BOOK: So there's this guy, and he hates our protagonist for no reason. And he's UGLY, with, like, messy dark hair and bad teeth. And he's so mean. Nobody likes him except for, like, his cronies.

ME: So what you are telling me is that this is Severus Snape?

BOOK: No! No, he's -

ME: I BELIEVE IN YOU, SNAPE! I ALWAYS KNEW YOU WERE GOOD!

BOOK: STOP SYMPATHIZING WITH MY STRAWMAN ANTAGONIST.



And it turns out Gally actually had a very real reason to hate Thomas. And what does he get for it? He gets mind-controlled into attacking Thomas, accidentally kills Chuck, and is then beaten into at the very least serious face-breakage by Thomas. (Which, by the way, seemed to me like Thomas maybe failed some kind of test there. He knew that Gally was being mind-controlled, AND that Gally wasn't aiming for Chuck, and Thomas still pummeled Gally until he was dragged away.)
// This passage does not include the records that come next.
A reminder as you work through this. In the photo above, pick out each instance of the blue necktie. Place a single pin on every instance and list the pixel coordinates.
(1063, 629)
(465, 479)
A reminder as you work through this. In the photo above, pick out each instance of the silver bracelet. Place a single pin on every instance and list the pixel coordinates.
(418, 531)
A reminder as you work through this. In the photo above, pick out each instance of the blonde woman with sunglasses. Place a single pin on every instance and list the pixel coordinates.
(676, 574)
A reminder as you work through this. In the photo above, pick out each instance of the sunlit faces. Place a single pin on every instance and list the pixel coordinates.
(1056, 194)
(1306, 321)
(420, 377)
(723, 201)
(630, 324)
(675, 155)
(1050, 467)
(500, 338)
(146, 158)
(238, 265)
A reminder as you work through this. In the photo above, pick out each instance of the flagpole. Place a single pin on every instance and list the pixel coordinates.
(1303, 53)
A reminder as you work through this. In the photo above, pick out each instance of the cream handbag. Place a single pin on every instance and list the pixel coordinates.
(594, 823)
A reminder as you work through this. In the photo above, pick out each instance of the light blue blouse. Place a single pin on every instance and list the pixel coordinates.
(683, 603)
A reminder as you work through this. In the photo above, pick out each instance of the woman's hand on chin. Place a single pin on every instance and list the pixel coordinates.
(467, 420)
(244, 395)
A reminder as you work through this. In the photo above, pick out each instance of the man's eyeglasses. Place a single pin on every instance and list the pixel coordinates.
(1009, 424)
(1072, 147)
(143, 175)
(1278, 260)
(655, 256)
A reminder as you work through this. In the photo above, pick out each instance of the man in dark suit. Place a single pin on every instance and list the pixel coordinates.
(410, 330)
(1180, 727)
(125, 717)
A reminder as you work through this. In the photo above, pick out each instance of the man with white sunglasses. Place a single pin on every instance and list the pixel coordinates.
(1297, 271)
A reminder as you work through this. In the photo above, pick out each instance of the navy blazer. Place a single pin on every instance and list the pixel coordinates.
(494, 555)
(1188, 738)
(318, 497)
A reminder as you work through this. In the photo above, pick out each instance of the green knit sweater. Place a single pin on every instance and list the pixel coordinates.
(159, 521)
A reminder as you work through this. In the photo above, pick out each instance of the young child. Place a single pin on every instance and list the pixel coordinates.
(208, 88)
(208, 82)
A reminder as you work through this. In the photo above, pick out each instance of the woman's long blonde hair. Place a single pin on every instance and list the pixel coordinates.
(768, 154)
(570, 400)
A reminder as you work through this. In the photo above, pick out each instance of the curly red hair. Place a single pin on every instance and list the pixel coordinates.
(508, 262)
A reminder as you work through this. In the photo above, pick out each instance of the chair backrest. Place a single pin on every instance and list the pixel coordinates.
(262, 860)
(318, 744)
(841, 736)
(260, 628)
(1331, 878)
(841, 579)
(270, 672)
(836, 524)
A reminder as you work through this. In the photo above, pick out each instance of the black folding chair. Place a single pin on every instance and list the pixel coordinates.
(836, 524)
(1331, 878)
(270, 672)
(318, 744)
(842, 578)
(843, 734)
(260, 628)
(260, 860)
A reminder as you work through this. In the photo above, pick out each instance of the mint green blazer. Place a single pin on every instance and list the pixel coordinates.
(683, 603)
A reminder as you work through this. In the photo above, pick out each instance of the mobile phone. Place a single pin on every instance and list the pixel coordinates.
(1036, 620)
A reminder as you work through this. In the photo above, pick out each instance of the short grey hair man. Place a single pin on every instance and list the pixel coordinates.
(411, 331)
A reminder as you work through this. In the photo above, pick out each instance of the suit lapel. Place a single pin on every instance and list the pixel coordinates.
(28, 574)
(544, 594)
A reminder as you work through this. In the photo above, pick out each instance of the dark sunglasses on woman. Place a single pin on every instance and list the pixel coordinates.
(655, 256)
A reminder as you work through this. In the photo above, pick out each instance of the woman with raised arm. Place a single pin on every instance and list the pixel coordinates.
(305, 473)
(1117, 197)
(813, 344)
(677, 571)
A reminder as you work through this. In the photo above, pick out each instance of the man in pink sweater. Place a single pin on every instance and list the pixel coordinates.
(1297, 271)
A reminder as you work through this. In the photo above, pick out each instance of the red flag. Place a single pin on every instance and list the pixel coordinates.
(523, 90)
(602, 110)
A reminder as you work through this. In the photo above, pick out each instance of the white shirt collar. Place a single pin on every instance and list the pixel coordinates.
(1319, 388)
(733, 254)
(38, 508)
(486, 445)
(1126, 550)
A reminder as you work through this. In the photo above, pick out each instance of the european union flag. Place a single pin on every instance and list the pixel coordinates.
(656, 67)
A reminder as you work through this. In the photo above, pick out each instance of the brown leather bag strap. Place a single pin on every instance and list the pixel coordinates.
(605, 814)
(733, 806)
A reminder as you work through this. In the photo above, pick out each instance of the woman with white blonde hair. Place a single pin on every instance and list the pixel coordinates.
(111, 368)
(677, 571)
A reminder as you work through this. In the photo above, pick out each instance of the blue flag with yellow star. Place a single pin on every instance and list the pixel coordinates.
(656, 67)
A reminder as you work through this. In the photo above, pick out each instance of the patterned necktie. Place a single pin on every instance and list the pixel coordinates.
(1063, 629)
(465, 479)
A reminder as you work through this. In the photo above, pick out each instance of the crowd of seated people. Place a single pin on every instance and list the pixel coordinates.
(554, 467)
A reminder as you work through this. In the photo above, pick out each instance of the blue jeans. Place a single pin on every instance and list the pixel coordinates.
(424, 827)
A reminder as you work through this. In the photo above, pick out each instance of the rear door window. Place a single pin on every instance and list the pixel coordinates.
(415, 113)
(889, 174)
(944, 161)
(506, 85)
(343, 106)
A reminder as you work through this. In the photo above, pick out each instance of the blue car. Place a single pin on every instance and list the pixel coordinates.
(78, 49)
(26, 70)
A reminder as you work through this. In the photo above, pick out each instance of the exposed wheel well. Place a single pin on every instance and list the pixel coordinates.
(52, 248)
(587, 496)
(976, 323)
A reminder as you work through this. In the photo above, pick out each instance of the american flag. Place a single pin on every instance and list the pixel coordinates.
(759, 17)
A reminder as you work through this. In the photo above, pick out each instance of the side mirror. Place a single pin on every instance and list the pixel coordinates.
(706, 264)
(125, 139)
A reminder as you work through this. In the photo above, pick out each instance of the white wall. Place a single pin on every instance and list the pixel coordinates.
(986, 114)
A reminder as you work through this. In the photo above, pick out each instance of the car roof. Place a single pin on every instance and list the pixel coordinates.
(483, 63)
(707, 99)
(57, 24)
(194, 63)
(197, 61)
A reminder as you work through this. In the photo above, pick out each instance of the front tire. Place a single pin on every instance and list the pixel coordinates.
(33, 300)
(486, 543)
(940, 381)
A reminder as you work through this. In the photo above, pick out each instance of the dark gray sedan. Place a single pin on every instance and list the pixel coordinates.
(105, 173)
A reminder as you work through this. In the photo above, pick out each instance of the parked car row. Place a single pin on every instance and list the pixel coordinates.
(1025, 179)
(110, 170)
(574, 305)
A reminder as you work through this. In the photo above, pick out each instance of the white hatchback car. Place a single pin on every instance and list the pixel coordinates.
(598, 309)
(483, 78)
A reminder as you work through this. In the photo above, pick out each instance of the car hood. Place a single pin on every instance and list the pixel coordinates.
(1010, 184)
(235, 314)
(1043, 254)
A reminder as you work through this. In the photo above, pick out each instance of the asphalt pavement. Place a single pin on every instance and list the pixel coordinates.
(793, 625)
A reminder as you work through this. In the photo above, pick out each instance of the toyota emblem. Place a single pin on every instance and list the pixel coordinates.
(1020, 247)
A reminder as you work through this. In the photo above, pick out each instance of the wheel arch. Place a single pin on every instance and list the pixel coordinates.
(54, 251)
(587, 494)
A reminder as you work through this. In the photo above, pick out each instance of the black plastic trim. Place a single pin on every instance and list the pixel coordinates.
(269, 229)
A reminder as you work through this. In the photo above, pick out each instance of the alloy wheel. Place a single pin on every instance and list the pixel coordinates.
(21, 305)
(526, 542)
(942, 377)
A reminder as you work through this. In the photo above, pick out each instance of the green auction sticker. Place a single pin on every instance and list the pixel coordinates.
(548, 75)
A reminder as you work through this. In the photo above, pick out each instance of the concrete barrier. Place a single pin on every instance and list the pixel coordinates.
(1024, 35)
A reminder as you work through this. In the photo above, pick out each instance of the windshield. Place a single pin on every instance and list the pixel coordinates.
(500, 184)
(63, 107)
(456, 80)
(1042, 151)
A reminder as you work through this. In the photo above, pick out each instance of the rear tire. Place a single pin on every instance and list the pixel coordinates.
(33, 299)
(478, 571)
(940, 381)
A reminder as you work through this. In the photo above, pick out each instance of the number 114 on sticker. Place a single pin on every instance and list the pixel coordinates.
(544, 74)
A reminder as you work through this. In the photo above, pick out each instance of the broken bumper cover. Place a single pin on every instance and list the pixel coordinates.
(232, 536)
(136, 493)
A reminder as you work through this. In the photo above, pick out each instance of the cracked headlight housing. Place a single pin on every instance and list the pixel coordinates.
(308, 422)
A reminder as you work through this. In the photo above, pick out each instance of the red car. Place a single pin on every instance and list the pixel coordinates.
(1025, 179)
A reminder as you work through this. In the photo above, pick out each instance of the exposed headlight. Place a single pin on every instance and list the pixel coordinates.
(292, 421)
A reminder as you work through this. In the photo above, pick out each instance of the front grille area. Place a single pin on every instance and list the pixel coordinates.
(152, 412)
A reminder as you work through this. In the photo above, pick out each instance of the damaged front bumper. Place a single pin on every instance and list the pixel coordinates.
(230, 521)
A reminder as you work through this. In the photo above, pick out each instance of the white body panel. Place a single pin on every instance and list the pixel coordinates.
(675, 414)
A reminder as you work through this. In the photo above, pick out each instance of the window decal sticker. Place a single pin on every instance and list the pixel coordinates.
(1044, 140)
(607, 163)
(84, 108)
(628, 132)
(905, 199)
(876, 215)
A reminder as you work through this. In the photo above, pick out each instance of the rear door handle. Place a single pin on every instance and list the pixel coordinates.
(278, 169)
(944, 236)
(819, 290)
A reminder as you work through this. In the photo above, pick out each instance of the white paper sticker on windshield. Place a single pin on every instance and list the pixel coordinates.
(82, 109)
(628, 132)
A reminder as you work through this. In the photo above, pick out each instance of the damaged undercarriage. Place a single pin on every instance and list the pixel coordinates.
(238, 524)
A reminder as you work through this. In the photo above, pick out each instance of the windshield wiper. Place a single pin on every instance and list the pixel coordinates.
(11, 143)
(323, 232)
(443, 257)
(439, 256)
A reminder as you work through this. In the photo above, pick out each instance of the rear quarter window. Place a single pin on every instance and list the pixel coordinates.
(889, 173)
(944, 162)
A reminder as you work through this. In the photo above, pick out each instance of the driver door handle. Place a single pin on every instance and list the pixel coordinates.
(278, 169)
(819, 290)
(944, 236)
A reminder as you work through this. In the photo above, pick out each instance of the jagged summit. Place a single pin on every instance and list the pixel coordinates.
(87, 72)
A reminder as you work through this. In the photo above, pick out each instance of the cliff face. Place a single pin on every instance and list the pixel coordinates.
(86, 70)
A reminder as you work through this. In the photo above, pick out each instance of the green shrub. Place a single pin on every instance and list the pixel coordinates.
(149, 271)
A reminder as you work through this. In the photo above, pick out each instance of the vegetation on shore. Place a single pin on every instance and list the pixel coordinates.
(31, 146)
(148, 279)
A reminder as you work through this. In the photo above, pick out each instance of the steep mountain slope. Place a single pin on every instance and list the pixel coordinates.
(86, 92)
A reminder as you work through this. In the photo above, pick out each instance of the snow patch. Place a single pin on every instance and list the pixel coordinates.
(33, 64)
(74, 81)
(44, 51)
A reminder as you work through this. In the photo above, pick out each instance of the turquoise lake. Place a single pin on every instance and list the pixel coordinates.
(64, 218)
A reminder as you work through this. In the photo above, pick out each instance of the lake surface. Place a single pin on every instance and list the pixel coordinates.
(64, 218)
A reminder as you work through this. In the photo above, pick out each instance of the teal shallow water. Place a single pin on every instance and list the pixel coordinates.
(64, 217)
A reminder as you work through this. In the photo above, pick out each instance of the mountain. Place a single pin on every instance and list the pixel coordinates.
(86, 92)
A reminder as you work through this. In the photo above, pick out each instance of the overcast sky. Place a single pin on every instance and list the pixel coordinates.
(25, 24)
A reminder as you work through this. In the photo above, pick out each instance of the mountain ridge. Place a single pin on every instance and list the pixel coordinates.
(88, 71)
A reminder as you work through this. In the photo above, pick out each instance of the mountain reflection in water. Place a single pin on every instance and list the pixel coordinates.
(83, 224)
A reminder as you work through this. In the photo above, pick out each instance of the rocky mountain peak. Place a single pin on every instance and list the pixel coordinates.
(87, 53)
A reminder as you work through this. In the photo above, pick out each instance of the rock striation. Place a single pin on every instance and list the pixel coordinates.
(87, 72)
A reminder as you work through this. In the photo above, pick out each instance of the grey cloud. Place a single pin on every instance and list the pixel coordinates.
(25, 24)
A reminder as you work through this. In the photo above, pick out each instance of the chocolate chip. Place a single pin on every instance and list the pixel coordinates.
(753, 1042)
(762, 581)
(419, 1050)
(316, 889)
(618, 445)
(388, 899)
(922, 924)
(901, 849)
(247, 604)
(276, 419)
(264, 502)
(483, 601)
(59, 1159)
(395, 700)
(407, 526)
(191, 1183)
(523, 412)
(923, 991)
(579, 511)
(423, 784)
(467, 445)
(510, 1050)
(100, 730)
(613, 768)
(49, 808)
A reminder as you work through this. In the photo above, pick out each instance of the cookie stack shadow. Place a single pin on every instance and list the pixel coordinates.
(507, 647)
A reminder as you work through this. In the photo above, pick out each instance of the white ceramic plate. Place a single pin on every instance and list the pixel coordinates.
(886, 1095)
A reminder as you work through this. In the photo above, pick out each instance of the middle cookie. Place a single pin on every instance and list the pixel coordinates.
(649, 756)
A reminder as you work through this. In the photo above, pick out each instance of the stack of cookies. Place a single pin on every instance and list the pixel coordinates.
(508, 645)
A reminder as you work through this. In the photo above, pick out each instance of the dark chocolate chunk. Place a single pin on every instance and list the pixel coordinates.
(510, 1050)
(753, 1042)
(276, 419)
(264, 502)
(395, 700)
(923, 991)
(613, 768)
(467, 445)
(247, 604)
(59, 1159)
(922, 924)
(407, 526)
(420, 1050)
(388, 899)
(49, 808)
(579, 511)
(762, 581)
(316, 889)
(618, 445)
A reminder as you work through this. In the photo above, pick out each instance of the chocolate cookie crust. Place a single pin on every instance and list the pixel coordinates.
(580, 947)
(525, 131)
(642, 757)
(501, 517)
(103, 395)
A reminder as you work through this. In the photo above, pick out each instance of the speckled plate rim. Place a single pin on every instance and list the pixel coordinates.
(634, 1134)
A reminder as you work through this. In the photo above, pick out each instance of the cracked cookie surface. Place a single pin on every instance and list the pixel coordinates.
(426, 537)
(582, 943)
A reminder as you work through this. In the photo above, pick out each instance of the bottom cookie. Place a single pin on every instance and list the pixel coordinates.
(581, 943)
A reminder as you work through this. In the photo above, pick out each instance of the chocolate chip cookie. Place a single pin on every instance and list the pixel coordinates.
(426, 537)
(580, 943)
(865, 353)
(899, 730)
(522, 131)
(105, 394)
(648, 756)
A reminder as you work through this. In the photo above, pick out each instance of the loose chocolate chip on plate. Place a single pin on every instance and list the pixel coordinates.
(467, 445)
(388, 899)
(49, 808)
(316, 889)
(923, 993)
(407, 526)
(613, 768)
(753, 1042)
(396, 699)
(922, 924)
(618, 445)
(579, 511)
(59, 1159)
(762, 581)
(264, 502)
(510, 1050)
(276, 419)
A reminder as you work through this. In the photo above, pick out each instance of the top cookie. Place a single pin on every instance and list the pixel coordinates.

And Teresa's entire character development consists of "pretty . . . and telepathic!" (I was surprised by the telepathy business, actually. Not especially bothered, but thrown for a bit of a loop.)

Interesting how we get a number of fake-out deaths before the Bloodbath of Mostly Unnamed Characters toward the end. It makes me wonder whether any of those people are still actually alive. Mostly because I want Newt and Alby to have "yay you're not dead!" happy reunion smoochies, which can't happen if Alby actually is dead.

Don't think I'll be reading the sequels anytime soon, as my to-read list is huge. If I do read them, it won't be for the writing or the characters, but pretty much to find out the deal with WICKED. (Which acronym I recognized looong before the characters did, by the way. Also, have to wonder: what really happens if you get stung by a Griever and don't take the serum? I found characters' lack of explanation/curiosity about that rather disappointing.)

Seriously, though, WICKED - if the world is depopulated and needs geniuses to help cure a plague, I can think of very few things that would be a WORSE idea than putting all the available healthy young geniuses into a situation where many will be killed, and the others will spend years raising pigs and trying to solve an EXTREMELY OVERCOMPLICATED puzzle. Why don't you, I don't know, just let all the geniuses work on trying to cure the plague, rather than trying to determine which ones are best suited to do so? Which you could probably figure out within a few weeks of seeing them working in a lab, anyway.

Indeed, the presumed plan of WICKED throws me into such disbelief that I'm almost sure it's not their true plan. The report at the end of the book seems to support my conclusion. It's for this that I would read the sequel(s).

And, you know, for Newt. Because, hello, British and slashy.